Within the pod, if PV is not configured, logs are available at: /u01/oracle/user_projects/domains/domain/servers/ms1/logs and /u01/oracle/user_projects/domains/domain. If PV is configured, logs are available at /logMount/project-instance/logs.

Note:

Replace ms1 with the appropriate managed server or with "admin".

When a PV is configured, logs are available at the following path starting from the root of the PV storage:

project-instance/logs.

The following logs are available in the location (within the pod or in PV) based on the specification:

admin.log - Main log file of the admin server
admin.out - stdout from admin server
admin_nodemanager.log: Main log from nodemanager on admin server
admin_nodemanager.out: stdout from nodemanager on admin server
admin_access.log: Log of http/s access to admin server
ms1.log - Main log file of the ms1 managed server
ms1.out - stdout from ms1 managed server
ms1_nodemanager.log: Main log from nodemanager on ms1 managed server
ms1_nodemanager.out: stdout from nodemanager on ms1 managed server
ms1_access.log: Log of http/s access to ms1 managed server

All logs in the above list for "ms1" are repeated for each running managed server, with the logs being named for their originating managed server in each case.

In addition to these logs:

Each JMS Server configured will have its log file with the name server_msn-jms_messages.log (for example: osm_jms_server_ms2-jms_messages.log).
Each SAF agent configured will have its log file with the name server_msn-jms_messages.log (for example: osm_saf_agent_ms1-jms_messages.log).

OSM Cloud Native and Oracle Enterprise Manager

OSM cloud native instances contain a deployment of the Oracle Enterprise Manager application, reachable at the admin server URL with the path "/em". However, the use of Enterprise Manager in this Kubernetes context is not supported. Do not use the Enterprise Manager to monitor OSM. Use standard Kubernetes pod-based monitoring and OSM cloud native logs and metrics to monitor OSM.

Recovering an OSM Cloud Native Database Schema

When the OSM DB Installer fails during an installation, it exits with an error message. You must then find and resolve the issue that caused the failure. You can re-run the DB Installer after the issue (for example, space issue or permissions issue) is rectified. You do not have to rollback the DB.

Note:

Remember to uninstall the failed DB Installer helm chart before rerunning it. Contact Oracle Support for further assistance.
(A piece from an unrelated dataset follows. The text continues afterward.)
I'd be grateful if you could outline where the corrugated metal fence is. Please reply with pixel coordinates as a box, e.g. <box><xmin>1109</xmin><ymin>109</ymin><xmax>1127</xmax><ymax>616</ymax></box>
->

It is recommended that you always run the DB Installer with the logs directed to a Persistent Volume so that you can examine the log for errors. The log file is located at: filestore/project-instance/db-installer/{yyyy-mm-dd}-osm-db-installer.log.

In addition, to identify the operation that failed, you can look in the filestore/project-instance/db-installer/InstallPlan-OMS-CORE.csv CSV file. This file shows the progress of the DB Installer.
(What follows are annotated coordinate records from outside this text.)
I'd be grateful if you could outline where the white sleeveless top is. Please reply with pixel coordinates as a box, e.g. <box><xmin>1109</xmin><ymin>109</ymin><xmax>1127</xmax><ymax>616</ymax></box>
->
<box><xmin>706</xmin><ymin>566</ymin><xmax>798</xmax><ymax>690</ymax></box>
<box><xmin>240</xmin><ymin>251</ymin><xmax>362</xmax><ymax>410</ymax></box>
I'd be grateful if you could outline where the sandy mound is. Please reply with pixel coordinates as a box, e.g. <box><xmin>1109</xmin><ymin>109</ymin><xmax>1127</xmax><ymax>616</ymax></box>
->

When you install the Oracle Database schema for the first time and if the database schema installation fails, do the following:

Delete the new schema or use a new schema user name for the subsequent installation.
Restart the installation of the database schema from the beginning.

To recover a schema upgrade failure, do the following:

Find the issue that caused the upgrade failure. See "Finding the Issue that Caused the OSM Cloud Native Database Schema Upgrade Failure" for details.
Fix the issue. Use the information in the log or error messages to fix the issue before you restart the upgrade process. For information about troubleshooting log or error messages, see OSM Cloud Native System Administrator's Guide.
Restart the schema upgrade procedure from the point of failure. See "Restarting the OSM Database Schema Upgrade from the Point of Failure" for details.

Finding the Issue that Caused the OSM Cloud Native Database Schema Upgrade Failure

There are several files where you can look to find information about the issue. By default, these files are generated in the managed server pod, but can be re-directed to a Persistent Volume Claim (PVC) supported by the underlying technology that you choose. See "Setting Up Persistent Storage" for details.

To access these files after the DB installer pod is deleted, re-direct all logs to the PVC.

See the following files for details about the issue:

The database installation plan action spreadsheet file: This file contains a summary of all the installation actions that are part of this OSM database schema installation or upgrade. The actions are listed in the order that they are performed. The spreadsheet includes actions that have not yet been completed. To find the action that caused the failure, check the following files and review the Status column:
- filestore/project-instance/db-installer/InstallPlan-OMS-CORE.csv
- filestore/project-instance/db-installer/InstallPlan-OMS_CLOUD-CORE.csv
The failed action is the first action with a status that is FAILED. The error_message column of that row contains the reason for the failure.
The database installation log file: This file provides a more detailed description of all the installation actions that have been run for this installation. The issue that caused the failure is located in the filestore/project-instance/db-installer/{yyyy-mm-dd}-osm-db-installer.log file. The failed action, which is the last action that was performed, is typically listed at the end of log file.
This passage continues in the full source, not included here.